Sex and humor among the Puritans?
"Although Brooks does not claim scholarlyexpertise in the topics [they presented], his legacy lives on in the way they explained and communicated their arresting ideas—in the way they learned to write and do research. He taught us all how to do this," says Stacia Brown, who holds a Ph.D. from Emory's Graduate Division of Religion and is one of Holifield's former students. "He's taught his students to be the kind of scholars and creative thinkers that they are."
Brown, currently a director of development at Emory's School of Medicine who last year published her first novel, says Holifield is a champion of creativity.
"For all his very methodical, careful rigorous scholarship, I see that he has this kind of inner novelist, this really creative, curious streak, that he loves to see in his students," says Brown. "One of the surprises of the conference was that it wasn't just honoring him as a scholar but also as a creative thinker."
Holifield on seeing
For his part, Holifield said he was overwhelmed and deeply grateful for the conference and to "the moderators and presenters whose papers have been stimulating for me and have driven me back to the drawing board on my own project that I will now have to reconsider in sometimes distressingly new ways."

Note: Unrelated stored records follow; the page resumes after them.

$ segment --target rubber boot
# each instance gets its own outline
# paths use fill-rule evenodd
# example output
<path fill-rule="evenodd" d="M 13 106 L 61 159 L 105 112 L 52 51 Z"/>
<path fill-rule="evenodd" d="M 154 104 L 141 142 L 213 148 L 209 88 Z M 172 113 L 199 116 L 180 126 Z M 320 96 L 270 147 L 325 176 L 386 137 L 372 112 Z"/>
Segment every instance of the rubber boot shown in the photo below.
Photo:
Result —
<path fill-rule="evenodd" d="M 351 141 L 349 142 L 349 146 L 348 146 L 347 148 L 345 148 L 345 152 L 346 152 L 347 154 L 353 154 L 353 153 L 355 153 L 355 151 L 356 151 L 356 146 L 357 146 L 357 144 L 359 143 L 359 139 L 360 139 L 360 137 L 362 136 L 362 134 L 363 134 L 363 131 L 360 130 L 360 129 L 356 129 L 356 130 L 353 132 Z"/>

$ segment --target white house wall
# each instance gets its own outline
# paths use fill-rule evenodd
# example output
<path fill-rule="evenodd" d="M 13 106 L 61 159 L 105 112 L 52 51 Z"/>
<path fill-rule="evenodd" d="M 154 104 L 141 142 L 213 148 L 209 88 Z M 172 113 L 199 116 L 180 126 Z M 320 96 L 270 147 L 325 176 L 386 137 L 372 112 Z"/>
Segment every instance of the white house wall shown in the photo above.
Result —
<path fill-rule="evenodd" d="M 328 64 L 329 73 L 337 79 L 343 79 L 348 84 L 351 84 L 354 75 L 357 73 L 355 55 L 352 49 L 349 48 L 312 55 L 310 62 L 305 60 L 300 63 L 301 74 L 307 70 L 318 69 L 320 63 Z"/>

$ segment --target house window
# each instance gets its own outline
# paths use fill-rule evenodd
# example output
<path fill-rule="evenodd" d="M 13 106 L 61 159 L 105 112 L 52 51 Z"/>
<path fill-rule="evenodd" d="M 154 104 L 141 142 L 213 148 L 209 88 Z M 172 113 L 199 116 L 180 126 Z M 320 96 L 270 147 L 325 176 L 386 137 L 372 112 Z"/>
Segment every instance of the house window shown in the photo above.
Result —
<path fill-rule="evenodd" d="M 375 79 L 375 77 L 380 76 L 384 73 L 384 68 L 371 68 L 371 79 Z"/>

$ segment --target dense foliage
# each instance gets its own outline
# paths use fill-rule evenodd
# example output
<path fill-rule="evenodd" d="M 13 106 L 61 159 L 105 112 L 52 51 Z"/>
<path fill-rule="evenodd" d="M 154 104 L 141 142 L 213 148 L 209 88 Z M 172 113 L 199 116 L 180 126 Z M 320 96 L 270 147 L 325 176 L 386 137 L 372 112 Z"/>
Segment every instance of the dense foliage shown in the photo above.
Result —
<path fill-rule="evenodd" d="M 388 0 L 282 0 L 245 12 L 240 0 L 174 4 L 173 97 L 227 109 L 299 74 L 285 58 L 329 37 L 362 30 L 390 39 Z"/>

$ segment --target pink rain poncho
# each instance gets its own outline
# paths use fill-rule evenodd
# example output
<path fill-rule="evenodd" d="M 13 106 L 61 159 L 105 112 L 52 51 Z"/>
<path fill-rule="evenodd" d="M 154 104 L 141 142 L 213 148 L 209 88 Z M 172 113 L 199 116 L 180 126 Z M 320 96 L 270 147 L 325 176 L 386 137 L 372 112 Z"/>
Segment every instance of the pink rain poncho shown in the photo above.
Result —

In his response to the dozens of friends, colleagues and former students, Holifield, in typical fashion, turned the spotlight back on them: "What you do as historians, and do so well," he said, "is to help [students] find ways of getting outside themselves, of getting into another reality, a foreign reality, a distant reality, that they might want to resist, that they might see as strange, but in which for a moment, for one precious moment, they have to dwell."
Whatever his retirement status, it's clear that Holifield is still teaching, still learning.
"As historians, I think we are engaged in a process of naming and seeing and helping others name and see," said Holifield to the assembled. "There's an irony about that, that you have to name in order to see, but a premature naming can prevent your seeing. Our task, I think, is to name the past in order to see it, and that's what we learn from one another. We learn new names, new ways of seeing."